ScB-Scio very fine sandy loam, 2 to 5 percent slopes. This is a nearly level or gently sloping, moderately well drained soil in slight depressions on plains and on tops of low terraces along the Charles and Neponset Rivers, Individual areas of this soil are irregular in shape and range from about 5 to 20 acres.
Typically, the surface layer is dark grayish brown silt loam about 9 inches thick. The subsoil is 14 inches thick. It is light olive brown silt loam in the upper part and mottled, olive silt loam in the lower part, The substratum is mottled, olive silt loam to a depth of 60 inches or more. In some areas slopes are less than 2 percent. In a few areas the surface layer and the subsoil have more sand.
Included with this soil in mapping are small areas of Haven soils on subtle rises in the topography and Sudbury soils in similar positions on the landscape. Included soils make up about 20 percent of the map unit.
Available water capacity: Moderate.
Soil reaction: Very strongly acid to moderately acid throughout.
Depth to bedrock: More than 60 inches.
Depth to the seasonal high water table: 1.5 to 2.0 feet.

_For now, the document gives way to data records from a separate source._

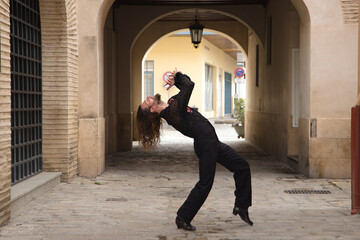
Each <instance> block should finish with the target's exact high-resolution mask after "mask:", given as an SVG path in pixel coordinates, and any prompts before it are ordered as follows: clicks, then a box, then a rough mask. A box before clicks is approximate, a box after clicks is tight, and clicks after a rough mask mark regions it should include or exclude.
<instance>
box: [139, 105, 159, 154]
mask: <svg viewBox="0 0 360 240" xmlns="http://www.w3.org/2000/svg"><path fill="white" fill-rule="evenodd" d="M136 123H137V129H138V133H139V143H140V145H141V146H142V147H143V148H144V149H145V150H148V149H154V148H155V147H156V146H157V144H158V143H159V142H160V128H161V124H162V120H161V117H160V115H159V114H158V113H156V112H155V113H152V112H150V110H149V108H145V109H142V108H141V106H139V108H138V111H137V116H136Z"/></svg>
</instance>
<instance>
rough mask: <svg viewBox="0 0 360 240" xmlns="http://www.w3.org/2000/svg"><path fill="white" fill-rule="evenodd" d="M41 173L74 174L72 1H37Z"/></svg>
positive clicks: (73, 54) (73, 24) (74, 80)
mask: <svg viewBox="0 0 360 240" xmlns="http://www.w3.org/2000/svg"><path fill="white" fill-rule="evenodd" d="M40 15H41V27H42V29H41V32H42V61H43V72H42V73H43V157H44V171H60V172H62V173H63V174H62V181H69V180H70V179H71V178H72V177H73V176H75V175H76V174H77V165H78V163H77V156H78V49H77V21H76V1H75V0H40Z"/></svg>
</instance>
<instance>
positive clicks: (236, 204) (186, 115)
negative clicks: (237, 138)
mask: <svg viewBox="0 0 360 240" xmlns="http://www.w3.org/2000/svg"><path fill="white" fill-rule="evenodd" d="M167 84H168V87H167V90H169V89H170V87H172V86H173V85H175V86H176V87H177V88H178V89H180V92H179V93H178V94H177V95H175V96H173V97H171V98H170V99H169V100H168V102H167V103H166V102H163V101H161V97H160V95H159V94H156V95H155V96H154V97H147V98H146V100H145V101H144V102H142V103H141V104H140V106H139V108H138V111H137V126H138V133H139V141H140V143H141V144H142V146H143V147H144V148H145V149H149V148H153V147H155V146H156V144H157V143H158V142H159V139H160V126H161V118H164V119H165V120H166V121H167V123H168V124H169V125H171V126H173V127H174V128H175V129H176V130H178V131H179V132H181V133H182V134H184V135H185V136H188V137H191V138H194V149H195V153H196V155H197V157H198V158H199V176H200V179H199V181H198V182H197V183H196V185H195V187H194V188H193V189H192V191H191V192H190V194H189V196H188V198H187V199H186V201H185V202H184V203H183V205H182V206H181V207H180V208H179V210H178V212H177V217H176V220H175V222H176V225H177V227H178V228H182V229H184V230H188V231H194V230H195V229H196V228H195V227H194V226H192V225H191V224H190V222H191V221H192V220H193V218H194V217H195V215H196V213H197V212H198V211H199V209H200V207H201V206H202V205H203V203H204V202H205V200H206V198H207V196H208V194H209V192H210V190H211V187H212V185H213V181H214V176H215V168H216V162H218V163H220V164H222V165H223V166H224V167H226V168H227V169H229V170H230V171H231V172H233V173H234V180H235V188H236V189H235V204H234V205H235V206H234V209H233V214H234V215H237V214H239V215H240V217H241V219H242V220H243V221H245V222H246V223H248V224H250V225H253V222H252V221H251V220H250V218H249V214H248V207H250V206H251V175H250V167H249V164H248V162H247V161H246V160H245V159H243V158H242V157H241V156H240V155H239V154H238V153H237V152H235V151H234V150H233V149H232V148H231V147H229V146H228V145H226V144H224V143H222V142H220V141H219V139H218V137H217V135H216V132H215V129H214V127H213V126H212V125H211V124H210V122H209V121H208V120H207V119H206V118H205V117H203V116H202V115H201V114H200V113H199V112H198V111H196V110H195V109H192V108H190V107H188V106H187V105H188V102H189V99H190V96H191V93H192V90H193V88H194V83H193V82H192V81H191V80H190V78H189V77H188V76H187V75H185V74H182V73H181V72H178V71H177V70H175V71H173V73H172V74H171V75H170V76H169V78H168V80H167Z"/></svg>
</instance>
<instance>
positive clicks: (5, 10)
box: [0, 0, 11, 226]
mask: <svg viewBox="0 0 360 240" xmlns="http://www.w3.org/2000/svg"><path fill="white" fill-rule="evenodd" d="M9 4H10V3H9V0H6V1H0V28H1V30H0V33H1V72H0V226H1V225H4V224H5V223H6V222H7V221H8V220H9V219H10V185H11V105H10V103H11V102H10V101H11V86H10V21H9V19H10V5H9Z"/></svg>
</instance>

Hydrologic group: B.Flooding: Occasional after periods of intense rainfall.
Most areas of this soil are abandoned cropland. A few areas are woodland.
This soil is well suited to cultivated crops and pasture. In some years the seasonal high water table delays planting or harvesting. Drainage is needed for maximum crop yields and efficient use of machinery. Most forage grasses are suited to the undrained soil.
Potential productivity for northern red oak on this soil is moderately high. The soil is easily managed for woodland use. The high productivity of this soil justifies intensive management for either hardwoods or conifers. Plant competition at regeneration is moderate if conifers are grown. Thinning crowded stands to accepted standard stocking levels allows more vigorous growth. Shelterwood cutting, seed-tree cutting, and clearcutting help to establish natural regeneration or to provide suitable planting sites. Removing or controlling competing vegetation allows best growth of newly established seedlings. Pruning helps to improve the quality of white pine.
Constructing buildings without basements, above the seasonal high water table, helps to protect the interior from damage by the seasonal high water table. Tile drains around foundations help to lower the seasonal high water table. Landscaping designed to drain surface water away from buildings and use of sump pumps in basements also protect the interior from damage by the seasonal high water table. Constructing roads on well compacted, coarse textured base material helps to protect pavement from damage by potential frost action. The seasonal high water table is the main limitation to use of the soil as sites for septic tank absorption fields. Placing distribution lines in a mound of more suitable fill material helps to overcome this limitation.